The winning book – Pilot Error – used his son’s experience as a professional pilot and was later made into a film for German TV.

His regular overseas trips test-driving cars gave him the backgrounds for a series of novels featuring his character Jonathan Gaunt.

And his contacts with police led to the job which brought him perhaps his greatest fame, presenting the long-running Crimedesk programme on STV In the 1970s.

In it, Bill reported on and asked for the public’s assistance in investigating crimes across the central Scotland area.

And he always signed off with the promise that any calls to the police would be “in confidence.”

But he wasn’t always in the force’s good books.

In the 1950s he was the only journalist to secure an interview with the serial killer Peter Manuel, before he was arrested and convicted of the murder of seven people. Manuel was one of the last people to be hanged in Scotland.

“He got into such a lot of trouble as the police didn’t know he was doing it,” says Susan.

“For a weekend afterwards myself, my mother and my brother had to go to a safe house.”

Bill Knox and family

Susan Ward

Bill died in 1999 and although one last novel – The Lazarus Widow – was finished by writer Martin Edwards, the rest of his 65 books soon fell out of print.

“His last agent just disappeared,” says Susan.

“When I did track her down, I found she had ceased business and I can only imagine she’d died.”

Enter Fort William based writer Barry Hutchison who writes his own crime novels under the pen name JD Kirk.

He found one of Bill’s Thane and Moss series – Death Department – in a second hand book shop in Inverness.

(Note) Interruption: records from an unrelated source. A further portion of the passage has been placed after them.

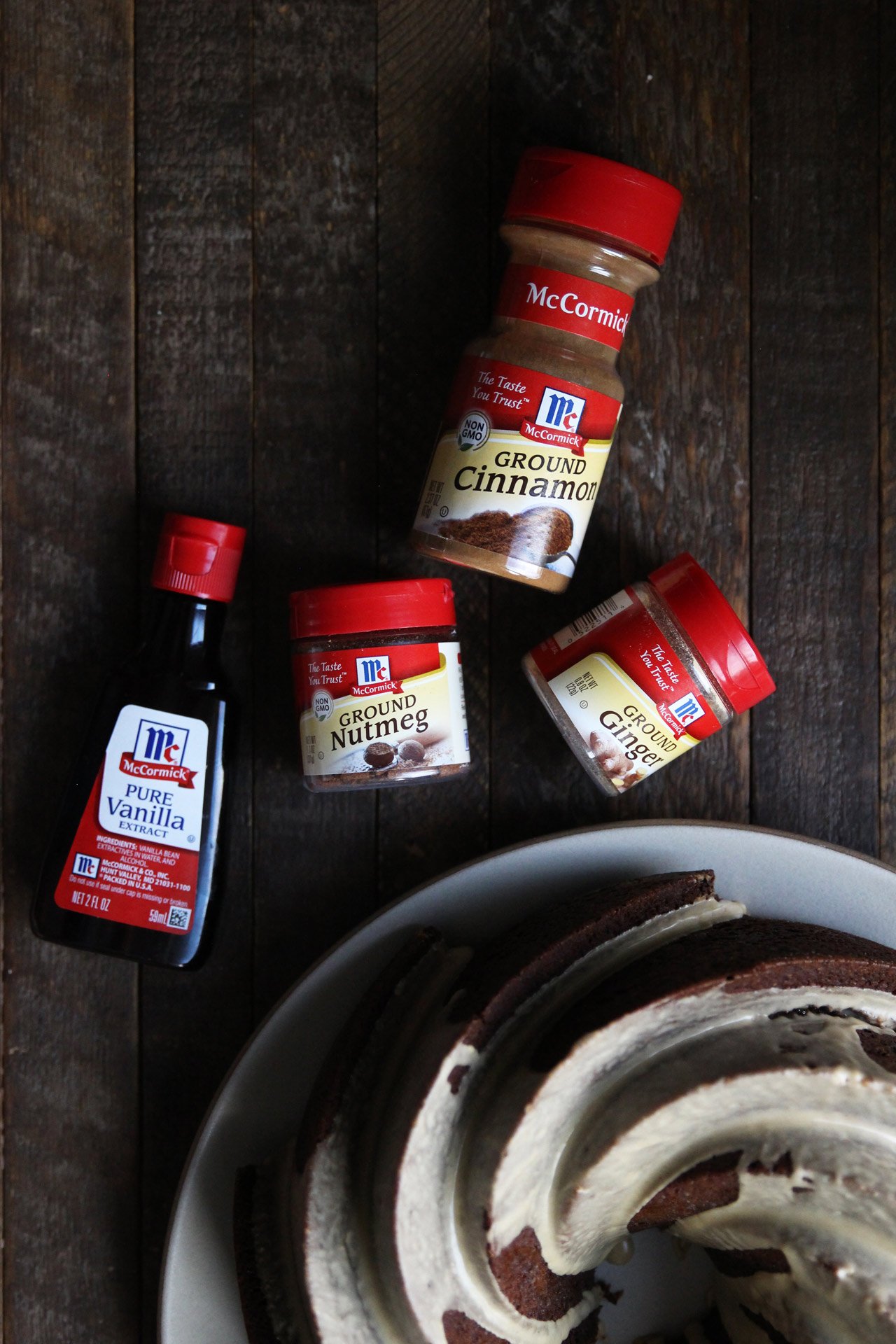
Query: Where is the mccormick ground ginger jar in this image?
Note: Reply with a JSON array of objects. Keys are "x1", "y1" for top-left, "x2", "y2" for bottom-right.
[
  {"x1": 411, "y1": 149, "x2": 681, "y2": 593},
  {"x1": 523, "y1": 554, "x2": 775, "y2": 796},
  {"x1": 290, "y1": 580, "x2": 470, "y2": 792}
]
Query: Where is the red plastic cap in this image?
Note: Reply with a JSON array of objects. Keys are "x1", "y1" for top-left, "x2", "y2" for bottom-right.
[
  {"x1": 149, "y1": 513, "x2": 246, "y2": 602},
  {"x1": 289, "y1": 580, "x2": 456, "y2": 640},
  {"x1": 650, "y1": 552, "x2": 775, "y2": 714},
  {"x1": 504, "y1": 145, "x2": 681, "y2": 266}
]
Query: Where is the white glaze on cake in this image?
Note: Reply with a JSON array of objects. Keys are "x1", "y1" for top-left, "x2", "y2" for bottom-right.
[{"x1": 243, "y1": 876, "x2": 896, "y2": 1344}]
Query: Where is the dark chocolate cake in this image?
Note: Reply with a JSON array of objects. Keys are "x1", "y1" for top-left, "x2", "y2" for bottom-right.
[{"x1": 237, "y1": 872, "x2": 896, "y2": 1344}]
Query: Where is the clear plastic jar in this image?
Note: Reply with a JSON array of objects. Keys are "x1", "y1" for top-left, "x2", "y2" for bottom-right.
[
  {"x1": 523, "y1": 554, "x2": 775, "y2": 797},
  {"x1": 411, "y1": 149, "x2": 681, "y2": 593},
  {"x1": 290, "y1": 580, "x2": 470, "y2": 793}
]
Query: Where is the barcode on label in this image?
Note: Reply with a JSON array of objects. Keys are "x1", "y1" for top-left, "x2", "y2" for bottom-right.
[{"x1": 554, "y1": 590, "x2": 631, "y2": 649}]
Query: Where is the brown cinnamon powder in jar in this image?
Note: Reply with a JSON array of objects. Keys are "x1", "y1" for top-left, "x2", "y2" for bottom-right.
[{"x1": 411, "y1": 149, "x2": 681, "y2": 593}]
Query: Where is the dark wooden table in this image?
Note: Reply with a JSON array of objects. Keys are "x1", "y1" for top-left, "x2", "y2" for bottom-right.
[{"x1": 1, "y1": 0, "x2": 896, "y2": 1344}]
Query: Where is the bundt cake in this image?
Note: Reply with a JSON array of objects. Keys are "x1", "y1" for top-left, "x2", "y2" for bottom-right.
[{"x1": 235, "y1": 872, "x2": 896, "y2": 1344}]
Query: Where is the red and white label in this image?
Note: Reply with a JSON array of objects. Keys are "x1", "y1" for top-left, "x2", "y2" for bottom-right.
[
  {"x1": 55, "y1": 704, "x2": 208, "y2": 934},
  {"x1": 293, "y1": 641, "x2": 470, "y2": 780},
  {"x1": 496, "y1": 265, "x2": 634, "y2": 349}
]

“I was absolutely hooked by the characters, hooked by the writing and transported back to 1950s Glasgow,” he recalls.

“So I went to find the rest of them and realised they weren’t available.”

JD Kirk

He and his wife decided to use their own publishing company – Zertex Media – to bring some of Bill’s books back into print. They tracked down the original manuscripts and began fixing the thousands of errors in the original text.

“It was only then that I realised how well loved he was,” says Barry.

“His books were everywhere. We found reviews worldwide including the New York Times, singing their praises in all these different places.”

The first book – Deadline – was published in January as an audiobook, digital download and paperback.

Death Department followed in February and a third – Leave it to the Hangman – will be published at the end of March.

Barry believes all of Scotland’s modern crime writers owe a great debt to Bill Knox.

“I would say he is probably one of the grandfathers of tartan noir,” he says.


“His books created a template for Scottish crime fiction. I started my series before I read any of Bill’s books, but I can look at my characters DCI Jack Logan and DI Ben Ford now and I can see Thane and Moss in them.”

He believes there is a healthy appetite for tartan noir so he is not fearful of competition.

“I can write a book in two months but a reader can read it in a day and then they’re asking for the next one which is going to take me months to write,” he says.

“So my competition isn’t other crime fiction authors. My competition is Netflix, or films or video or whatever takes them away from crime fiction.

“So if I can say I don’t have a new book yet, but there’s this fantastic series by another author and I think you’re going to love it, by the time they’ve read that and a few other authors I’ve recommended they will come back to me because they will still be in that pool of crime fiction readers.”

And that recommendation comes – naturally – “in confidence”.